The game is simplicity itself. A grid with 30 square boxes, five across, six down. Underneath, a QWERTY keyboard. Nothing else. No advertisements, yet. My wife always starts with “ADIEU” as her first guess, because of the four vowels. If the word you guess contains a letter in today’s mystery word, that letter comes up green if in the right place, yellow if right but in a different position. And letters that aren’t in today’s word at all are gray.
Let’s start with ... “ANGST” — that seems fitting. Click “ENTER.” Each letter flips over to reveal how well I did. The “A” comes up ... well, it really isn’t yellow, more a brownish goldenrod.

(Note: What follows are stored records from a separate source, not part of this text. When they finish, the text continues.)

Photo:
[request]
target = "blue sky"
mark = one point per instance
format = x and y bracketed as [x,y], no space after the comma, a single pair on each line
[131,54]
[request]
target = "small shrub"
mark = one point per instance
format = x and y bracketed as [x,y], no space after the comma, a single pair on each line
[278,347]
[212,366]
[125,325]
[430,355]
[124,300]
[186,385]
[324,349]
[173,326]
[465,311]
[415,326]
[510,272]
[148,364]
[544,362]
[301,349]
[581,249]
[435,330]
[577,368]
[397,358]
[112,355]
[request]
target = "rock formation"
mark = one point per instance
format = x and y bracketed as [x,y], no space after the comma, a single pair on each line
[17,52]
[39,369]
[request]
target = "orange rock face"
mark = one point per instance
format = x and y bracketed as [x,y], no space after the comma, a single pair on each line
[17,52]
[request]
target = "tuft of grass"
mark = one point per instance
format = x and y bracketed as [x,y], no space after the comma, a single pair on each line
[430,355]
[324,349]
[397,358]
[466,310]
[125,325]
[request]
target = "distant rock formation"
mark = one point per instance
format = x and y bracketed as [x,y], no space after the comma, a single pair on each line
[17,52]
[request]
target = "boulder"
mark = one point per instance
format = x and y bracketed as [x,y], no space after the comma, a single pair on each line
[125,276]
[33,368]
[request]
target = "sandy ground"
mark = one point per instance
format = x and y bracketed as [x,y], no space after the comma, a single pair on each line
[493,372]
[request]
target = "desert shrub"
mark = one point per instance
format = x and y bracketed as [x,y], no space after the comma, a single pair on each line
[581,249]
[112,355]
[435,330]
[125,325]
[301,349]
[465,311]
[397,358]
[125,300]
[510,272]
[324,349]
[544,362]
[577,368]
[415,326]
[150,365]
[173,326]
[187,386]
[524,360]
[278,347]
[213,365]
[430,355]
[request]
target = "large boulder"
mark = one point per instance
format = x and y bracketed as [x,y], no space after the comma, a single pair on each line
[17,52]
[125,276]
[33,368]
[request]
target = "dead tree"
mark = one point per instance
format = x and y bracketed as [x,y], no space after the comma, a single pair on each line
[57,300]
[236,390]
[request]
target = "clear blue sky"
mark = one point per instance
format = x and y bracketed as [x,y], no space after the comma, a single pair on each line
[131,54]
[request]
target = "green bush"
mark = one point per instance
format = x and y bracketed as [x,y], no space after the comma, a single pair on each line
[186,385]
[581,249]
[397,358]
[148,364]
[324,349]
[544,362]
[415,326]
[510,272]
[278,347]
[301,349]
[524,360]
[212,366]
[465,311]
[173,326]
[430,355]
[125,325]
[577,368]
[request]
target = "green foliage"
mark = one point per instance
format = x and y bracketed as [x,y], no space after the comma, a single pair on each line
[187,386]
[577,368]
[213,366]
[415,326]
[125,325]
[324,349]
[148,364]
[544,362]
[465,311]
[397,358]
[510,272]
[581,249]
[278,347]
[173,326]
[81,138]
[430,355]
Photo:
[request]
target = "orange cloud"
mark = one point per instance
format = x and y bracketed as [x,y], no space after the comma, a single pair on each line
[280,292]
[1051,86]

The other four, gray.
So I’ve got one letter in any place but the one I guessed. Not a good start. Here strategy enters in. You could enter a word with entirely different letters. Or take that errant “A” and try to find its home. I do that.

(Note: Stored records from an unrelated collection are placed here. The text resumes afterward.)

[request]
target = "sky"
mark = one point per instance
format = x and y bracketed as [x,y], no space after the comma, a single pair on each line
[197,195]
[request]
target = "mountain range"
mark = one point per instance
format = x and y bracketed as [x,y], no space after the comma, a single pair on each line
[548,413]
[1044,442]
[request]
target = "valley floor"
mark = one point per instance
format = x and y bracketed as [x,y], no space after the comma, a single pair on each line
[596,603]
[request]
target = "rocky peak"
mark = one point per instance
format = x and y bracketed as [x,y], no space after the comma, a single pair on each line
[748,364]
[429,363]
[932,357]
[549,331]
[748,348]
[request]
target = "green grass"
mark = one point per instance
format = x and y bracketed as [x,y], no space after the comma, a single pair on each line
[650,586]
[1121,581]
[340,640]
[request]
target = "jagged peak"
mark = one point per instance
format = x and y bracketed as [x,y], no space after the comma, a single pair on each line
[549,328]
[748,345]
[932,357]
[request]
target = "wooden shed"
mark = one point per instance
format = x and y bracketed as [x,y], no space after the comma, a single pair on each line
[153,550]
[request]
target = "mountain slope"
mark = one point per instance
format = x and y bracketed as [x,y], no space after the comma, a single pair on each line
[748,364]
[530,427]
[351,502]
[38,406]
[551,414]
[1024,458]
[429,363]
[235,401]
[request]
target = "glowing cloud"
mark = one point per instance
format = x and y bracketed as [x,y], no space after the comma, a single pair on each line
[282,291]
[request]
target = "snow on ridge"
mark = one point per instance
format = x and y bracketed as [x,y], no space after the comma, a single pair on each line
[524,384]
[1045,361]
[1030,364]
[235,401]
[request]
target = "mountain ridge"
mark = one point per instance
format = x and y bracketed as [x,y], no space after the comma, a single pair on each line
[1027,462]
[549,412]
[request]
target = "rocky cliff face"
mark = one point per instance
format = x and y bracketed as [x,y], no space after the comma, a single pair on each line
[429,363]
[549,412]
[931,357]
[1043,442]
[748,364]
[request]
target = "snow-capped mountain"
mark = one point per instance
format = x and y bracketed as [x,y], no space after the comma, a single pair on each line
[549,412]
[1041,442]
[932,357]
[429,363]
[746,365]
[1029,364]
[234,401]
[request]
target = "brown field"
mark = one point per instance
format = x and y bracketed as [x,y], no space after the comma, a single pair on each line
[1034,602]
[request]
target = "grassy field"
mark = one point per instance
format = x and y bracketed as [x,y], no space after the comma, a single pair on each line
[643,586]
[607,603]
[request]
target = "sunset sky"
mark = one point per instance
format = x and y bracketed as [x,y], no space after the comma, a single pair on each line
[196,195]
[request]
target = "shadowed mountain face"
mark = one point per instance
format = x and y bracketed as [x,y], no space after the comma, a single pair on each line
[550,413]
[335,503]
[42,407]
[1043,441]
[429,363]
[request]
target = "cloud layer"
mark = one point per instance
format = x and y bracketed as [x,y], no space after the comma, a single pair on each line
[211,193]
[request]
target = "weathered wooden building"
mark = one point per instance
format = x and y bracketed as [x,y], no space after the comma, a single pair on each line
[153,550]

Move the “A” over and build a new word, using four previously unguessed letters: “PARCH.” Enter that. Now the “A” and the “R” are goldenrod/brown/yellow. Two letters, both in the wrong place.
Flip the A and the R around, with ... BRAVE. Now the R, A and E are green.
This should be easy. One reason Wordle is so popular is that you usually solve it. Not too many letters would go before “RA.” An “F” works, and that would demand the M, which I also haven’t used. “FRAME.”
”Splendid,” Wordle tells me. Another reason for its popularity. Nothing else I do today, including write this column, will draw a “Splendid,” and even though it’s spat out by an algorithm, well, that’s our future, isn’t it? Lost in the Metaverse, sipping a cherry Coke with Scarlett Johansson as the world outside crumbles. “You’re splendid,” she coos.
After the game, a clock starts counting down the hours, minutes and seconds until the next game posts. The mystery word is the same for all players on any given day, which increases the sense of community as they post their results and discuss that day’s challenge.
“I love that it’s only one word a day! It allows me to have a bit of fun and then move on, not get stuck in an endless loop of game play like so many apps/games allow,” said Megan Eskew, when I asked my Facebook hive to weigh in on Wordle. “I can only hope it doesn’t get stuck behind an NYT paywall.”
The dark cloud on the horizon. The New York Times, assembling an arsenal of cute little puzzles to hook readers fleeing the news like that head-clutching tortured soul in Edvard Munch’s “The Scream,” bought Wordle last month for several million dollars.
So Wordle might be soon ruined, like everything else. Until then, it offers something in short supply: a feeling of success.